Numerous sparrow species nest on the ground. Problem is they raise multiple cutches year. It doesn't matter when you cut there will be babies on the ground.


----------



## primal1 (Aug 22, 2003)

oh dear lol.. well i won't be mentioning that to the property owner.. He usually waits till September to cut it, that could be why the wild carrot has spread so badly on his land.


----------



## Micheal (Jan 28, 2009)

In the tall grass down by the road I had to wait for a pair of red-winged blackbirds to raise their young and move on before I brush-hogged the area. The bird is black in color except for a splash of red on their shoulder, maybe 7-9 inches long, and protective of the nest. Their whole process of egg laying to the young leaving the nest only took about 30 days so it didn't delay me as much as the weather did.....:grit:


----------



## fishhead (Jul 19, 2006)

Did you find the redwinged blackbird nest?

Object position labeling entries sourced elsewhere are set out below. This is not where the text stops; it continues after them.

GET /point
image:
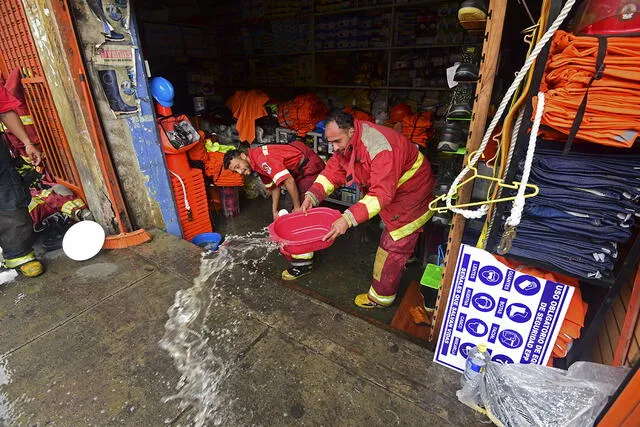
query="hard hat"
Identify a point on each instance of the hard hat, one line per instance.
(608, 17)
(162, 91)
(399, 112)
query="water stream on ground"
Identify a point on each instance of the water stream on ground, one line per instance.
(188, 339)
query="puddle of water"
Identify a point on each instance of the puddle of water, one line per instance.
(7, 412)
(190, 343)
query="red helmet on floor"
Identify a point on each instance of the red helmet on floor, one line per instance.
(609, 17)
(399, 112)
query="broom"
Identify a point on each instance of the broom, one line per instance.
(125, 239)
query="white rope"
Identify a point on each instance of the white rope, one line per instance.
(496, 118)
(184, 190)
(518, 203)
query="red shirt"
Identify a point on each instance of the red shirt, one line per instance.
(277, 162)
(8, 102)
(394, 176)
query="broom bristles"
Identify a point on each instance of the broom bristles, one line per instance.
(126, 240)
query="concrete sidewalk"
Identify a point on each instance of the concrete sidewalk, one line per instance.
(80, 346)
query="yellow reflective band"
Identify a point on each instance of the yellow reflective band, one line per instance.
(35, 201)
(68, 207)
(26, 120)
(408, 229)
(381, 299)
(17, 262)
(280, 174)
(414, 168)
(372, 203)
(308, 255)
(314, 199)
(381, 258)
(326, 184)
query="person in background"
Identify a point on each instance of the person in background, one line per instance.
(16, 227)
(397, 183)
(293, 166)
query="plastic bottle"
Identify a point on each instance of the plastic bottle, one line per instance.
(477, 359)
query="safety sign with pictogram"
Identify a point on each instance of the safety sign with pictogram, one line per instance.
(517, 315)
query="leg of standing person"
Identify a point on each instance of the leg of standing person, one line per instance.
(391, 257)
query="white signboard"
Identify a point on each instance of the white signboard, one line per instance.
(517, 315)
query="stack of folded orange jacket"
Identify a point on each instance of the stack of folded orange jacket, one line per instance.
(417, 128)
(577, 311)
(302, 113)
(214, 166)
(611, 115)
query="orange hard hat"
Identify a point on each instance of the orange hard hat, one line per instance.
(399, 112)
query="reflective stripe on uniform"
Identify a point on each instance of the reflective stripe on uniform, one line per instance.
(414, 168)
(280, 174)
(26, 120)
(378, 264)
(308, 255)
(17, 262)
(374, 141)
(381, 299)
(372, 204)
(326, 184)
(411, 227)
(314, 199)
(350, 218)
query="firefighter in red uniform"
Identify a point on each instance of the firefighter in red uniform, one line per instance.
(396, 181)
(16, 227)
(294, 166)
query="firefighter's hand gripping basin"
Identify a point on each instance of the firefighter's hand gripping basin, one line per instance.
(301, 233)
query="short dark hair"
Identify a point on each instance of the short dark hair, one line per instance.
(230, 155)
(343, 119)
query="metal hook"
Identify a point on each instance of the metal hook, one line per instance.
(524, 4)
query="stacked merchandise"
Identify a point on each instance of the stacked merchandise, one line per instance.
(420, 27)
(574, 319)
(302, 113)
(585, 210)
(417, 69)
(351, 31)
(453, 134)
(291, 36)
(279, 37)
(593, 82)
(279, 9)
(332, 5)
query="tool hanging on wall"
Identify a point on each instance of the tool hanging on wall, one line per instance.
(520, 186)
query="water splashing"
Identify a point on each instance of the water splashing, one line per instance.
(187, 340)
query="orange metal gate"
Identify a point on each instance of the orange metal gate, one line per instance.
(17, 50)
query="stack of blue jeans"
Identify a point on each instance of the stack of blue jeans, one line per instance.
(586, 208)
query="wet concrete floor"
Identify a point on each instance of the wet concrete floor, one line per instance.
(79, 346)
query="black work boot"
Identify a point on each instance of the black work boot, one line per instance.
(294, 273)
(461, 102)
(109, 83)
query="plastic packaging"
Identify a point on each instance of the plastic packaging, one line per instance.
(533, 395)
(477, 359)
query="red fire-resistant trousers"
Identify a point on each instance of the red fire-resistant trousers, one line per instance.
(391, 258)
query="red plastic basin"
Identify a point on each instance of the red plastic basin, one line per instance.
(301, 233)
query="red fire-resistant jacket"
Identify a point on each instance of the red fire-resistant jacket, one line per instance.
(394, 176)
(277, 162)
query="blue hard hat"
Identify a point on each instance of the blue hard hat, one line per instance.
(162, 91)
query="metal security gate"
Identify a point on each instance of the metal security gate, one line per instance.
(17, 50)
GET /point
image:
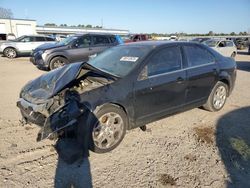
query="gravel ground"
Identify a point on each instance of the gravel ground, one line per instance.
(191, 149)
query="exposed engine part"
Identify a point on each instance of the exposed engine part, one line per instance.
(143, 128)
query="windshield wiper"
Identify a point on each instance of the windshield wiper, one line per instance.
(107, 74)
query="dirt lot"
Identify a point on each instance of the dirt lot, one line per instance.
(192, 149)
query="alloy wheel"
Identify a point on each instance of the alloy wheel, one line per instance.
(220, 96)
(108, 130)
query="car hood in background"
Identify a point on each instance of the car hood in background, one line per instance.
(44, 87)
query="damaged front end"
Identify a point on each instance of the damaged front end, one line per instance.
(52, 101)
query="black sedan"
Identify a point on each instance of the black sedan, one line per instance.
(126, 87)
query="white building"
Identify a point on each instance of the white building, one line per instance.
(20, 27)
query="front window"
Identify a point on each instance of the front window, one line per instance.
(27, 39)
(67, 40)
(197, 56)
(164, 61)
(211, 43)
(120, 60)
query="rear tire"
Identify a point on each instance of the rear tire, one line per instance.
(233, 55)
(217, 97)
(57, 62)
(104, 130)
(10, 53)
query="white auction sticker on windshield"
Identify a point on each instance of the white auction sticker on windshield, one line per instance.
(128, 58)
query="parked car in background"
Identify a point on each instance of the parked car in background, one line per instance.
(137, 37)
(224, 47)
(200, 40)
(126, 87)
(72, 49)
(23, 45)
(241, 43)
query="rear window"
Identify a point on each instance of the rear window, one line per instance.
(49, 39)
(164, 61)
(112, 39)
(39, 39)
(229, 43)
(99, 40)
(198, 56)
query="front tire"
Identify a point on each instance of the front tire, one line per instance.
(10, 53)
(107, 129)
(217, 97)
(233, 55)
(58, 62)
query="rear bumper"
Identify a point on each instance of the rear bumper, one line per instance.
(67, 115)
(38, 61)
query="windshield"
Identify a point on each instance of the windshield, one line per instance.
(211, 43)
(120, 60)
(18, 39)
(67, 40)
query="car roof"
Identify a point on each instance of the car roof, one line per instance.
(158, 43)
(35, 36)
(101, 34)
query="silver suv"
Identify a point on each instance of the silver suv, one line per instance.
(23, 45)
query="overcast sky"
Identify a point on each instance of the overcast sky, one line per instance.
(147, 16)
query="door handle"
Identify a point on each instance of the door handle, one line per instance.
(215, 71)
(179, 80)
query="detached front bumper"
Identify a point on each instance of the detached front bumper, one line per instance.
(38, 61)
(60, 119)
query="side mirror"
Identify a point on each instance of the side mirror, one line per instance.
(144, 74)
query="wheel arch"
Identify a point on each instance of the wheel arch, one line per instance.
(118, 105)
(57, 55)
(12, 47)
(225, 78)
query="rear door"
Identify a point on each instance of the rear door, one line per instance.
(25, 45)
(39, 40)
(202, 73)
(161, 85)
(79, 50)
(230, 48)
(99, 44)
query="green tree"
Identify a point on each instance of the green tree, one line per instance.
(50, 24)
(210, 33)
(5, 13)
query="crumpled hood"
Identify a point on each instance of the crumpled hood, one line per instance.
(48, 46)
(46, 86)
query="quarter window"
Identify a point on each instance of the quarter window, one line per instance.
(82, 42)
(229, 44)
(197, 56)
(100, 40)
(165, 60)
(50, 39)
(27, 39)
(40, 39)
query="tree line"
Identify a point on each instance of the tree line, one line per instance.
(65, 25)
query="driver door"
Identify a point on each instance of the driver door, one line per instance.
(80, 49)
(161, 86)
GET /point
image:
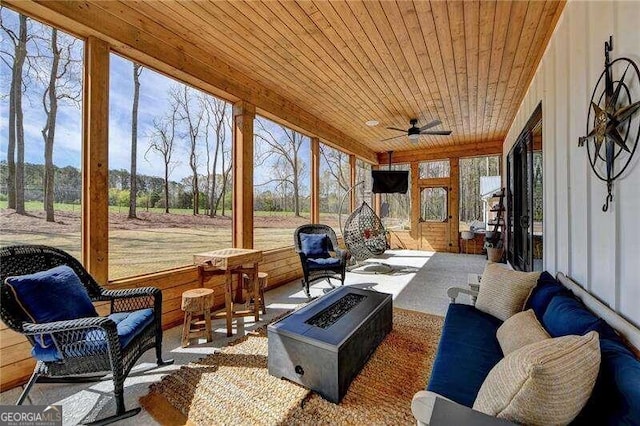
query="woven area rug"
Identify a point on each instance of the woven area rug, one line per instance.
(234, 387)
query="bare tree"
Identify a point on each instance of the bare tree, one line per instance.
(15, 151)
(287, 164)
(227, 165)
(217, 116)
(161, 141)
(133, 197)
(192, 117)
(63, 84)
(337, 166)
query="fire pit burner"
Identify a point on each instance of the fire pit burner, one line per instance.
(333, 313)
(325, 344)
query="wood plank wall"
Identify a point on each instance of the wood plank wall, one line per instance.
(282, 265)
(599, 250)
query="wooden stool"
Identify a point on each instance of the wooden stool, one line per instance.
(196, 302)
(263, 279)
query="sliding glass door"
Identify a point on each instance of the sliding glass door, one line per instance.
(524, 198)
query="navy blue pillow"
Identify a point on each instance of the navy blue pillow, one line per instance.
(616, 396)
(314, 245)
(546, 288)
(567, 315)
(52, 295)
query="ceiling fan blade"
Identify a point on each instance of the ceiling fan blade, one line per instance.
(395, 137)
(436, 132)
(430, 125)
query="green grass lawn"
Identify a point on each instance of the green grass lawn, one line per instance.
(139, 251)
(39, 206)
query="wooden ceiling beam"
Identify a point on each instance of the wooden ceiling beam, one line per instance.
(154, 46)
(440, 153)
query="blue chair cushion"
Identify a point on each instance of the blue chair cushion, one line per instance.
(467, 351)
(129, 325)
(56, 294)
(546, 288)
(616, 396)
(323, 263)
(567, 315)
(314, 245)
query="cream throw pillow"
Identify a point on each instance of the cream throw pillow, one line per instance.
(503, 292)
(520, 330)
(544, 383)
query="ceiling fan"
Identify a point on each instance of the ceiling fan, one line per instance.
(414, 131)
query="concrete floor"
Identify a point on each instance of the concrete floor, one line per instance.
(419, 281)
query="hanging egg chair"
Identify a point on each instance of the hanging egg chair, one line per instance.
(364, 234)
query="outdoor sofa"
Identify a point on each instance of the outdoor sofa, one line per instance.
(469, 349)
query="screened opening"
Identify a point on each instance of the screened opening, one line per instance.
(170, 182)
(41, 137)
(281, 197)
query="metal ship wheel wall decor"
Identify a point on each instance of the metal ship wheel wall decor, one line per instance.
(612, 121)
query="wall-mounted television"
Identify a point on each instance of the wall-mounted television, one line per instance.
(390, 181)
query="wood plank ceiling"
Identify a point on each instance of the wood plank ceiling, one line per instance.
(467, 63)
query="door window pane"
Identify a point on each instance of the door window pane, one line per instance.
(433, 205)
(479, 180)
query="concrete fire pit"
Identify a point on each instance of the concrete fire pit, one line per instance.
(324, 345)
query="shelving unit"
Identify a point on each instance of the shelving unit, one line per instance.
(498, 221)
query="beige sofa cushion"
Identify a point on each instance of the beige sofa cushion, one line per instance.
(520, 330)
(544, 383)
(503, 292)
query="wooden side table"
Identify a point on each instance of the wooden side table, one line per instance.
(263, 279)
(228, 262)
(194, 303)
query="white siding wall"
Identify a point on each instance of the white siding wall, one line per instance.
(599, 250)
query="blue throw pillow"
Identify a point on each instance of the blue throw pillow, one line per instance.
(56, 294)
(616, 396)
(314, 245)
(567, 315)
(546, 288)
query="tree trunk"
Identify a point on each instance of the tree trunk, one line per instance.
(212, 197)
(11, 148)
(133, 196)
(21, 53)
(48, 133)
(166, 188)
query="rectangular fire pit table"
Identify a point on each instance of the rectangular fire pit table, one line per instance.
(325, 344)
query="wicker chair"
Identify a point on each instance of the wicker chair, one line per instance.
(87, 348)
(312, 271)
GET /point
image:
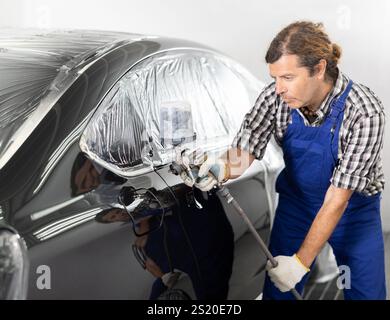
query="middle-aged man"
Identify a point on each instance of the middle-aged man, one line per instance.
(331, 132)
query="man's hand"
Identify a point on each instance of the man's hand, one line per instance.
(287, 273)
(211, 172)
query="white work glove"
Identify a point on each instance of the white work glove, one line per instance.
(211, 172)
(289, 271)
(190, 160)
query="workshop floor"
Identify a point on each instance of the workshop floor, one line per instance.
(329, 290)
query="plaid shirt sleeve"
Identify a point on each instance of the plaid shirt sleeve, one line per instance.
(362, 150)
(258, 124)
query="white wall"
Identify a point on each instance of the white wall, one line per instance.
(240, 28)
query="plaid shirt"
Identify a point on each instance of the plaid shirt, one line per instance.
(360, 139)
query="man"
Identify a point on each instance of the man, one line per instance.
(331, 132)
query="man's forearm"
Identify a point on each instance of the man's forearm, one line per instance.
(335, 203)
(237, 161)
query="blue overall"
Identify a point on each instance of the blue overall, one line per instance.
(310, 155)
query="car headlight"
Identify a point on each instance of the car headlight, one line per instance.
(13, 266)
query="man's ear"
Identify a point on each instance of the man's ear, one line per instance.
(320, 69)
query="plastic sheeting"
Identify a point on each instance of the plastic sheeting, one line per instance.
(14, 266)
(32, 63)
(180, 97)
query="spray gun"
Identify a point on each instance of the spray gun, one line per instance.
(189, 162)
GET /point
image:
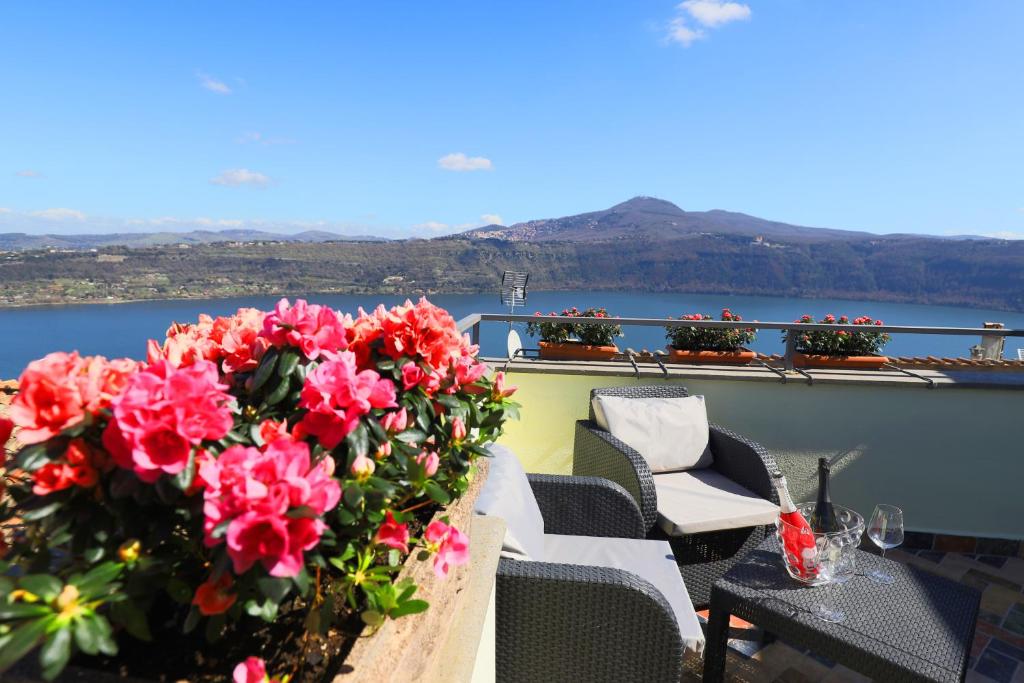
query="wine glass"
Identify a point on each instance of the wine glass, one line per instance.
(886, 530)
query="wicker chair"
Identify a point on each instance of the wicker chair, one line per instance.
(576, 623)
(702, 558)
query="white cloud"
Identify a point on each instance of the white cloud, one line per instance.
(253, 137)
(58, 214)
(707, 13)
(715, 12)
(682, 34)
(460, 162)
(213, 85)
(432, 225)
(237, 177)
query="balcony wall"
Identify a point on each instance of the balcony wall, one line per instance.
(952, 457)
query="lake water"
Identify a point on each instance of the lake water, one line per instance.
(122, 330)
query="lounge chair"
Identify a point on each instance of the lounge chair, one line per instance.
(711, 516)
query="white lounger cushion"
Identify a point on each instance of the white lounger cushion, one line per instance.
(699, 501)
(507, 494)
(651, 560)
(671, 434)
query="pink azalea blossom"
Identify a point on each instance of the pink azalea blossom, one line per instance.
(316, 331)
(254, 491)
(163, 414)
(450, 545)
(392, 535)
(338, 394)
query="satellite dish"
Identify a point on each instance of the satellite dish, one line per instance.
(515, 344)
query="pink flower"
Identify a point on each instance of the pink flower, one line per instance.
(458, 429)
(451, 546)
(395, 422)
(429, 461)
(316, 331)
(392, 535)
(164, 413)
(253, 670)
(254, 491)
(58, 390)
(215, 597)
(338, 394)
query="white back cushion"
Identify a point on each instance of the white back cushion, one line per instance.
(507, 495)
(670, 433)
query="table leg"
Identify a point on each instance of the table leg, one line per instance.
(717, 639)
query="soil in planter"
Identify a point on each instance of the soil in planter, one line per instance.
(176, 656)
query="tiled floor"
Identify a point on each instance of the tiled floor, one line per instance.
(997, 653)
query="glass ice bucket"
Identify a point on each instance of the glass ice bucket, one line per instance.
(836, 557)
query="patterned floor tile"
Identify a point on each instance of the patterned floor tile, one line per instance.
(997, 667)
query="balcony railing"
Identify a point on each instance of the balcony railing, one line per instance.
(471, 324)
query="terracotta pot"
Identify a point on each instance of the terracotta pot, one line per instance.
(577, 351)
(739, 356)
(850, 361)
(410, 648)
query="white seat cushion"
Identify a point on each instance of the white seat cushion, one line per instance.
(670, 433)
(700, 501)
(651, 560)
(507, 494)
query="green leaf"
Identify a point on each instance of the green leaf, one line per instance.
(409, 607)
(279, 392)
(97, 579)
(55, 652)
(31, 458)
(358, 440)
(412, 436)
(87, 636)
(42, 585)
(289, 359)
(436, 494)
(23, 609)
(38, 513)
(273, 589)
(132, 617)
(184, 478)
(22, 640)
(265, 370)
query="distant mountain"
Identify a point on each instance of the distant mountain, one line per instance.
(651, 218)
(23, 241)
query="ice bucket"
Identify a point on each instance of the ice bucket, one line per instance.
(839, 547)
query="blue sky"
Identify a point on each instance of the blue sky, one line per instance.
(425, 118)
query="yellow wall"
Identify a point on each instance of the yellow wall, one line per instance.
(951, 458)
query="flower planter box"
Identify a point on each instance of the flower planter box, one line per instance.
(406, 649)
(847, 361)
(576, 351)
(737, 357)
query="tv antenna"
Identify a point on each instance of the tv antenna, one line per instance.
(513, 293)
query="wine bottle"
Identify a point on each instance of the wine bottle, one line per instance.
(823, 518)
(798, 541)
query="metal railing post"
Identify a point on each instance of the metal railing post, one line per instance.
(791, 349)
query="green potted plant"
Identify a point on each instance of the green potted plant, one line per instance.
(714, 345)
(577, 341)
(841, 348)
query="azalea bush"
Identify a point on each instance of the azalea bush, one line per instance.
(840, 342)
(253, 465)
(584, 333)
(710, 339)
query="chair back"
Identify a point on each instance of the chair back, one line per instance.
(638, 391)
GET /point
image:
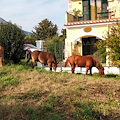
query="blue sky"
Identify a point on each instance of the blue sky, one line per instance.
(28, 13)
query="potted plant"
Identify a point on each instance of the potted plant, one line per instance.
(76, 14)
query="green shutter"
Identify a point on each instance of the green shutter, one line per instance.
(86, 14)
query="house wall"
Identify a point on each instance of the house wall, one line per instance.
(76, 32)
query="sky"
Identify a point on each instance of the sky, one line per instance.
(28, 13)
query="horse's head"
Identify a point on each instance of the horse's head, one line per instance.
(101, 71)
(55, 66)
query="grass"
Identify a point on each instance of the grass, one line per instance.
(37, 94)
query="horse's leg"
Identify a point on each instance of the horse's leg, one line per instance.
(33, 63)
(50, 66)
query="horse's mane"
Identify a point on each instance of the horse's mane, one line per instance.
(96, 62)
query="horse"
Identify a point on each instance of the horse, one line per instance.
(1, 56)
(84, 61)
(43, 57)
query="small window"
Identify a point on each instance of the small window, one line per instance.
(84, 9)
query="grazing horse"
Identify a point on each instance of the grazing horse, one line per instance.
(43, 57)
(1, 56)
(84, 61)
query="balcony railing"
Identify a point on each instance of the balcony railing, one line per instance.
(93, 15)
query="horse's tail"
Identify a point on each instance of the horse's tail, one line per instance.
(66, 62)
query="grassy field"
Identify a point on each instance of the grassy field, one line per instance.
(36, 94)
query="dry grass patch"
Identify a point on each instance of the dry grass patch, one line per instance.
(44, 95)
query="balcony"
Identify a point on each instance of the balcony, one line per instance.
(93, 15)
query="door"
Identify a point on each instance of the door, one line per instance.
(86, 9)
(86, 46)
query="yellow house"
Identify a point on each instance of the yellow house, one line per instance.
(93, 20)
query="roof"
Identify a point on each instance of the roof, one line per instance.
(91, 21)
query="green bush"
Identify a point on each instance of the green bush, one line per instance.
(12, 40)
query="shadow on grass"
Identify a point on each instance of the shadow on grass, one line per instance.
(55, 108)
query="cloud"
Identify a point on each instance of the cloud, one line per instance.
(28, 13)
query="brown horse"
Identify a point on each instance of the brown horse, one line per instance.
(84, 61)
(1, 56)
(43, 57)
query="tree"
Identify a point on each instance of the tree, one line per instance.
(30, 39)
(45, 29)
(12, 40)
(63, 35)
(111, 46)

I've found them built out of cattails and they are really neat. They must make them out of tall grass stems too.


----------



## Micheal (Jan 28, 2009)

Sorry for the delay in answering...
Yea, found the nest, saw the eggs, and got dive-bombed by the pair of expective parents.......  
Then left them alone cause of it being in the tall grass I didn't want to leave a pathway for other critters to find it also. 
Think though the best nest I've found is a humming birds nest - not that it was special or anything just the size of it amazed me... tiny tiny tiny......


----------



## primal1 (Aug 22, 2003)

I went yesterday and couldn't see any birds even flying out of the field. The Wild carrot is about 5-6 feet high now so i didn't bother trying to walk though it lol.. I'm guessing if i only mow by the end of the month i should be ok since the robins are almost done their second round of laying... will be back soon so maybe i will get luckier and see some birds.. Thanks for all the help anyway!


----------